Friday, July 17, 2009

Brunei Darussalam - Bandar Seri Begawan - What?!

"Mehron, we're in Brunei... what?!"

Ever since I have known her, Mehron has had a tiny obsession with a tiny Islamic sultanate located on the island of Borneo named Brunei Darussalam. This "Abode of Peace" is the kingdom of the Sultan of Brunei, who in the past five days has become my favourite international political leader and has already been Mehr's for several years. When we met up, it was hardly a week into our traveling together that Mehr popped the question. "Hey, can we go to Brunei?" I replied "Um, sure."

Here's what we knew before we landed in this country... it has been ruled by Sultans for over six hundred years. Its current Sultan used to be the wealthiest man in the world until his brother blew $16B of his money, $25m in one night's gambling alone.

Yeah, that's it.

Here's what we know now... Brunei is home to 385,000 people. It is wedged in between the two Malaysian provinces of Sabah and Sarawak on the third largest island in the world, Borneo. The population is Malay, Chinese, Indian and Borneon indigenous. Their top three pastimes are kite flying, top spinning and grass sledding. All of the country's wealth is generated by the vast oil reserves in the town of Seria near the capital. The Sultan gives out 300 new houses to his subjects on his birthday every year. He also pays child allowances, health care bills and renovation costs on the 3-5 bedroom houses that Bruneians rent for only $30-50/month. He employs 80% of the population.



And they LOVE him. I get it. If you are now thinking about emigrating here, I should warn you that you'd have to live here twenty years before you can even apply for citizenship, and you'd still have to pass several tests including Bruneian history and high Malay (the Court language).
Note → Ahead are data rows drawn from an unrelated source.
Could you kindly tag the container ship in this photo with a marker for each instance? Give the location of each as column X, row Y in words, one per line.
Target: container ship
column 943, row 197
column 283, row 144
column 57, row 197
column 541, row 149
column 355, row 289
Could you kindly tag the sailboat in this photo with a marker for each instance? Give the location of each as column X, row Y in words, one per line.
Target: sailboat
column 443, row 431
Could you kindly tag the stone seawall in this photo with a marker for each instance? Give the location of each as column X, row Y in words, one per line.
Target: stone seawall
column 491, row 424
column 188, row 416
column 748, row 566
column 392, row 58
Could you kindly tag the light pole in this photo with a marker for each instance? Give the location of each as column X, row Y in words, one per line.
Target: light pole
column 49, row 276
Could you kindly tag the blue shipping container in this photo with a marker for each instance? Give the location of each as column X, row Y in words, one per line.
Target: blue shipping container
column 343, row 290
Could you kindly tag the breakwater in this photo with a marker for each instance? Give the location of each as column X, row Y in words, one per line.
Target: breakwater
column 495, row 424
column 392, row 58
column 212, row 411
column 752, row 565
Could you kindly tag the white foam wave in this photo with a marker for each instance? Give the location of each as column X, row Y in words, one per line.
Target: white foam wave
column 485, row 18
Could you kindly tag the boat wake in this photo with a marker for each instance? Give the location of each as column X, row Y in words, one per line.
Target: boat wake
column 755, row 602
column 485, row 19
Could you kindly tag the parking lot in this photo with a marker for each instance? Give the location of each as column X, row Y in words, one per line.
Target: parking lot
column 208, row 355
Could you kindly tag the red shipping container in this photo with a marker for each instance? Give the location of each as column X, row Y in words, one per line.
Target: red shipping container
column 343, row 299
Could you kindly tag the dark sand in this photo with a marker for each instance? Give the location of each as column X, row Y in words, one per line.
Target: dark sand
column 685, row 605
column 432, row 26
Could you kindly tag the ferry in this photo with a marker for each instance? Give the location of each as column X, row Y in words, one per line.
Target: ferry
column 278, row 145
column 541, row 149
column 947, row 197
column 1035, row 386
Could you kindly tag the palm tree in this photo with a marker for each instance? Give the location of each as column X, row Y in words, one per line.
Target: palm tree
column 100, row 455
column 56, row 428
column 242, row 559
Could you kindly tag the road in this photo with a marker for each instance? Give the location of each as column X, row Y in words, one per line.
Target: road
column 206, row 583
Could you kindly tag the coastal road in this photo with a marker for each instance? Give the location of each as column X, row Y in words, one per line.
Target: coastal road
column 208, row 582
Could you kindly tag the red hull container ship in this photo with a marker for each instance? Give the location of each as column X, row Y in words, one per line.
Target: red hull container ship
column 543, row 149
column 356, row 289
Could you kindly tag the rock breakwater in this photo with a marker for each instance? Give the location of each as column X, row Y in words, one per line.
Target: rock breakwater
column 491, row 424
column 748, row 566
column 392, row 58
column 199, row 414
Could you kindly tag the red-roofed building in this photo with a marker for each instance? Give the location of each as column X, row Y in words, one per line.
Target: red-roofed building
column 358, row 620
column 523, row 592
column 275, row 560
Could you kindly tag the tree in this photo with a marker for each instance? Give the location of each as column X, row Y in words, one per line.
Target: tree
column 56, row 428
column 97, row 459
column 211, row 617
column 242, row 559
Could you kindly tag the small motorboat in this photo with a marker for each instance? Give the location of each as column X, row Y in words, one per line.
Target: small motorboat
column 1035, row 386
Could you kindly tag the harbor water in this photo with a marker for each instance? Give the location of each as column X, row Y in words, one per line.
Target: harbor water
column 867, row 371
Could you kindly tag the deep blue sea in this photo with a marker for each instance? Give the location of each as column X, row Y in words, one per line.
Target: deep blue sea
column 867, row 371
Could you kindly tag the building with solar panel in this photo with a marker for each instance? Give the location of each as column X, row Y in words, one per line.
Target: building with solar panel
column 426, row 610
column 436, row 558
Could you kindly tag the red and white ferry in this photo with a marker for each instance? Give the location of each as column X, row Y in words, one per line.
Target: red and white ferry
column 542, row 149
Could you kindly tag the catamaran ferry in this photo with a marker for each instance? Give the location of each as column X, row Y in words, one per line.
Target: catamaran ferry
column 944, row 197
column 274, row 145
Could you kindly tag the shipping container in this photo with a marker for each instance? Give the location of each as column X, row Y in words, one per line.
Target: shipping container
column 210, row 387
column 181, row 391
We were hoping to attend his 63rd birthday celebrations, one of the biggest national holidays in the country on the 15th, but due to an outbreak of swine flu, he postponed the party until further notice. That didn't stop the locals from decorating though, and BSB the capital was bedecked in Christmas lights and massive banners with his pictures and birthday greetings.



In lieu of what would have been a fabulous birthday party, we spent our time around BSB and in the rainforest. BSB is home to the floating mosque (Omar Ali Saiffuddien), which was stunning to see at nighttime with the reflection in the artifical lagoon, and to the world's oldest water village, the Kampung Ayer.



We took half a day to check out the infamous Empire Hotel and Country Club, a project of his brother's that cost $1.1B to build (most expensive in the world!), and it was HUGE.



The money was poured into the details though, like the mother of pearl inlay on the mosaics on the staircase bannisters. We also paid $5 to see Transformers 2 in the hotel's cinema complex and had the theater pretty much to ourselves. Wicked.

The most impressive site was the Royal Regalia Exhibition Hall, a sprawling complex that houses the man-pulled carriage and uniforms and flags used for coronation and jubilee celebrations, as well as priceless gifts from other countries such as a glass replica of Mecca with emerald minarets, diamond studded daggers and heaps of golden treasures. Canada gave him a soapstone walrus in case you were curious and I have to say, we kind of come off as cheap misers next to the massive elephant tusks from Thailand. And to think, this is the man's closet space... imagine what he keeps in his solid gold domed palace! Money.

We also took in a day trip to Ulu Temburong National Park to see the Bruneian rainforest. It involved a number of cool moments that are easily brag-able to your friends at home at a later date.



Like "oh, and then we traveled by longboat into the Borneon jungle!"


and "we were swarmed by honey bees while on the rainforest Canopy walkway!"


and "we stood in the pool of a rainforest waterfall where the fish gave us a pedicure. It really tickled."

There are more but those are some of the highlights. We also saw a modern longhouse, where the women were weaving basket handicrafts and brewing rice wine, but all their kids are living and working in the city or are at the Arabic school down the street.



Brunei has definitely won our hearts, small prosperous little nation that it is. And our parting moment at the departure immigration centre on the border with Sarawak was the surprise drive-by of none other than the Sultan's motorcade! It's just as well we didn't see or meet him. I honestly would have been completely starstruck.